Well, today started off kinda bad. My boss calls and wakes me up because he’ll be late to get the store open. Someone rear-ended him at a stoplight. So I get up and stumble into the store, still not quite awake and with no breakfast. After munching on a few Reese’s and having half a can of Diet Coke, I was feeling better. Steve shows up and proceeds to regale the entire store (me) about his accident. I was tired, but feeling good, because I had a date to go to. 🙂 That’s right. After a little over two years together, John and I went on a date again. It was a planned thing, and it was what I looked forward to all day today.
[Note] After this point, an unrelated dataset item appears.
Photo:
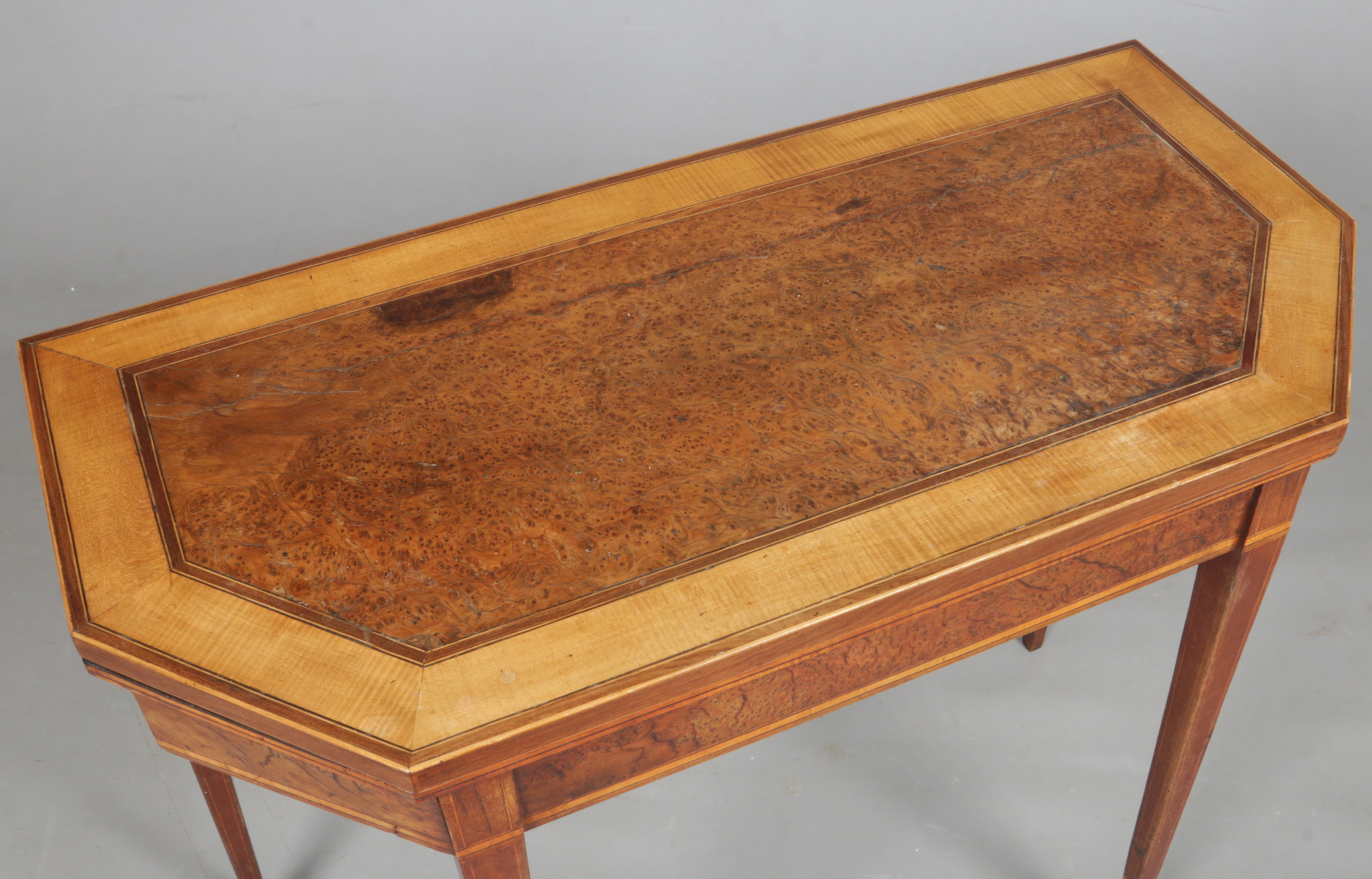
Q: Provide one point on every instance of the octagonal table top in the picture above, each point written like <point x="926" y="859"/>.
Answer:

We planned to go to Cracker Barrel and spend the ‘Meals for Two for Free’ coupon I got for being nice to the owner when he had some on him, then go see Lilo and Stitch in the dollar theater. All through dinner (and it was GOOD too!) I was glowing. I’m on my period too, so I have no idea why I felt that good. I just had the stupid-ass grin on my face for no damn reason. Couldn’t get rid of it.
Lilo and Stitch was great (again), and we laughed our butts off through the entire thing. I cried when Nani cried when she thought Lilo was gone forever, like I always do. Just.. the tone in her voice and sobs gets me every time. The movie ended and I was coming down off my high, so we went to Wal-Mart to look around for a black skirt long enough to manage for my Halloween costume. We found none, of course, but it was just killing time.
For some reason (I say hormones.), I was beginning to feel really over-whelmed. I need to pack, make a costume, and get moved in about 2 weeks. I have so much to do, and it’s stressing me out. The situation at work isn’t helping either. It just got to me so badly. After I said goodnight to John after our wonderful date, I cried myself all the way home. For absolutely no reason. None at all. I’m so crazy.